I am at a beginners level so I'm not sure if this is correct.
So here is what I did,
Base Case:
for n = 1
LHS: $\frac {2^{1}}{1} = 2$
RHS: $2^{1} = 1$
So LHS = RHS
Inductive Case:
for n+1
$\sum\limits_{k=1}^{n+1} \frac {2^{k}}{k} \ + \ \frac {2^{n+1}} {n+1}$
Then inductive hypothesis
$\sum\limits_{k=1}^{n+1} \ 2^{n}\ + \ \frac {2^{n+1}} {n+1}$
Now this is where I got stuck, from here can I take the summation of both sides of the sign separately and for $\sum\limits_{k=1}^{n+1} \frac {2^{n+1}} {n+1}$ can I multiply by n+1 take the summation and then divide by (n+1) at the end?
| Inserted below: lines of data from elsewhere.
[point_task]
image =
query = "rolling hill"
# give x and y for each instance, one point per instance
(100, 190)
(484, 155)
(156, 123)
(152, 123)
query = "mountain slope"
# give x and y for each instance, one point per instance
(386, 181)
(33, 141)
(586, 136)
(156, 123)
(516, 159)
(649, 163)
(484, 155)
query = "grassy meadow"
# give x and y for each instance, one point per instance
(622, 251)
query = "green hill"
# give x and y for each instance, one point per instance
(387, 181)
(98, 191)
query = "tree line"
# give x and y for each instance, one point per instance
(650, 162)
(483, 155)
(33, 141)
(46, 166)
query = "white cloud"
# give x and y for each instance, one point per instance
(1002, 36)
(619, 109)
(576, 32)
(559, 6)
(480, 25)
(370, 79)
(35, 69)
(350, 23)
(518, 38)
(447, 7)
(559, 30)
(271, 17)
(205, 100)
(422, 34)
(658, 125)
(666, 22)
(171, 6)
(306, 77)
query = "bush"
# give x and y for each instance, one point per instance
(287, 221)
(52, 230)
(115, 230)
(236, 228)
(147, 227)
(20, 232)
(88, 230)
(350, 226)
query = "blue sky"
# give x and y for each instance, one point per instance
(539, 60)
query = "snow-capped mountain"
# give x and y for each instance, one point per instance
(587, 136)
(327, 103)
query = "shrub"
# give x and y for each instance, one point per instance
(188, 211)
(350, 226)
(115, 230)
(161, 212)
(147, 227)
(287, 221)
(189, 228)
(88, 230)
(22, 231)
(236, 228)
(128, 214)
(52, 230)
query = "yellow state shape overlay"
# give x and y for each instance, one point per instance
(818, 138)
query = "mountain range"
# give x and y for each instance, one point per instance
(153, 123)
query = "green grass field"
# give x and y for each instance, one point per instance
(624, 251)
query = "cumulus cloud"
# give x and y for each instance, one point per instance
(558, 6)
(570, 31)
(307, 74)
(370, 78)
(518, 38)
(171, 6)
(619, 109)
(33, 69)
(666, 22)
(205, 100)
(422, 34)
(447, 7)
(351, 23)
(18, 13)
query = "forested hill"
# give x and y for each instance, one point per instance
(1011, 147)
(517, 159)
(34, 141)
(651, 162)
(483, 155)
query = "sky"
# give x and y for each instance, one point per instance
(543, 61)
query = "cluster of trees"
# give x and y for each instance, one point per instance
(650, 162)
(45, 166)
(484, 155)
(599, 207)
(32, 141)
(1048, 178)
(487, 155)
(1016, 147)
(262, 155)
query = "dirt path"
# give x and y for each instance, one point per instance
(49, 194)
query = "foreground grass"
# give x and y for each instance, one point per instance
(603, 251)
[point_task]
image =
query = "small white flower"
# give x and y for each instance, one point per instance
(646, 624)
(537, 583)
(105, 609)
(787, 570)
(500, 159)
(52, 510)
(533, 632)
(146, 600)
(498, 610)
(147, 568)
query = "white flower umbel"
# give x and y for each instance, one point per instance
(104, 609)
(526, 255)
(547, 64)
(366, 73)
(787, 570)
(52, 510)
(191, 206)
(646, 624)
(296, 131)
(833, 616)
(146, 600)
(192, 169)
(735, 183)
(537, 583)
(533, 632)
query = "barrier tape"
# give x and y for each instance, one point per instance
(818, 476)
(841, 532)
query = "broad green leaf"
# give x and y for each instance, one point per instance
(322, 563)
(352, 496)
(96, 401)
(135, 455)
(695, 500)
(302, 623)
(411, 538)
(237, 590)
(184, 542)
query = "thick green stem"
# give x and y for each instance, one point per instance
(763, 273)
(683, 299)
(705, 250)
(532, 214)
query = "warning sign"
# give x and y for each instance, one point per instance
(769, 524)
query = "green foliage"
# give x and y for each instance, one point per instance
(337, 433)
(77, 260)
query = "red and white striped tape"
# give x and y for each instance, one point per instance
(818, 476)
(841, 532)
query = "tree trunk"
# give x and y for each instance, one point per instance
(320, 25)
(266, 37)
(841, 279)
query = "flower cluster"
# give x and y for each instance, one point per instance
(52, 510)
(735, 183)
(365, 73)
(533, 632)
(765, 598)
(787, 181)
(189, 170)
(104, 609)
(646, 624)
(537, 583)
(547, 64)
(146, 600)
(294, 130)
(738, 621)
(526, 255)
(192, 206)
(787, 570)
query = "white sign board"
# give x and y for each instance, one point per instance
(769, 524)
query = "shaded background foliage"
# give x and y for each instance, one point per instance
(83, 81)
Is this the correct way to solve?
Also I'm not sure how $\sum\limits_{k=1}^{n+1}$ will effect my answer vs $\sum\limits_{k=1}^{n} $
Best Answer
Base case: Assume that for some $x$ the sum $$\sum_{k=1}^x \frac {2^{k}}{k} \leq 2^{x}$$ Then adding the next term $$\sum_{k=1}^{x+1} \frac {2^{k}}{k} \leq 2^{x}+\frac{2^{x+1}}{x+1}=2^x(1+\frac2{x+1})$$ Now as $\frac2{x+1}\lt1$ for $x\gt2$ we can say that $$\sum_{k=1}^{x+1} \frac {2^{k}}{k} \leq2^x(1+1)\le2^{x+1}$$ Thus if it is true for some $x$ it is also true for $x+1$. Testing $x=1,2$ individually we see that $$\sum_{k=1}^{1} \frac {2^{k}}{k} \le2$$ $$\sum_{k=1}^{2} \frac {2^{k}}{k} \le2^2$$ and so the summation is always less than $2^n$ by induction.